O desgaste da guerra, sofrido pela Inglaterra, acarretou que somente em maio de 1945 tal comitê se reunisse novamente e já com alguns detalhes e especificações dessa nova aeronave, como o tipo de motor que seria equipada pois, logo após a guerra, as opções eram enormes nesse sentido, com o desenvolvimento de motores a jato e a turboélice.

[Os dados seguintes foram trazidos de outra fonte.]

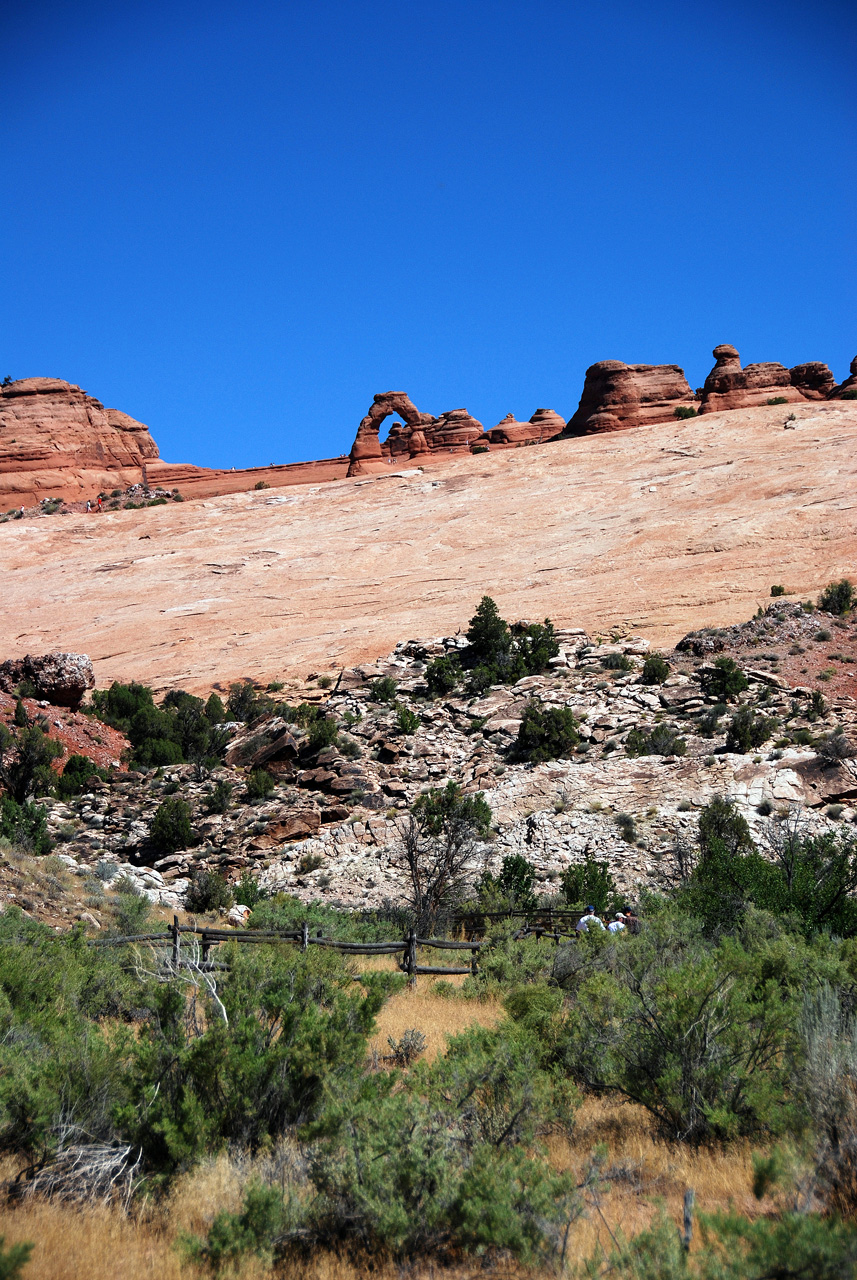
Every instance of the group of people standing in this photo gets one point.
(621, 922)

As tecnologias aeronáuticas desenvolvidas durante a guerra obrigaram a introdução de inúmeras modificações no projeto inicial, as quais acarretaram certo atraso no programa, sendo que somente em dezembro de 1946, teve inicio a construção de dois protótipos, que foram designados como modelo 609 e chamados de Viceroy, com a capacidade para transportar 32 passageiros confortavelmente. Esses aviões estavam equipados com motores Armstrong-Siddeley Mamba, porém, com a capacidade de receber os motores turboélices Rolls-Royce Dart, que estavam em fase final de desenvolvimento.

Já equipado com os motores Dart e com uma encomenda inicial efetuada pela British European Airways – BEA, o modelo 609 foi redesignado como Modelo 630 e recebeu o sugestivo nome de Viscount, em homenagem à mudança de “status” do Governo da Índia, país que adquiriu a sua independência da Inglaterra em 1947.

Assim, em 16 de julho de 1948, o vôo inaugural do primeiro protótipo do Viscount, matriculado G-AHRF – VX211, era realizado com pleno sucesso na cidade de Wisley. As necessidades do mercado levaram a que, enquanto o primeiro protótipo era ensaiado, uma nova versão, designada Modelo 700 e já equipada com os turboélices Rolls-Royce Dart 505, de maior potência, fosse desenvolvida. Tal modelo teve a sua fuselagem alongada, o que lhe propiciou transportar até 53 passageiros.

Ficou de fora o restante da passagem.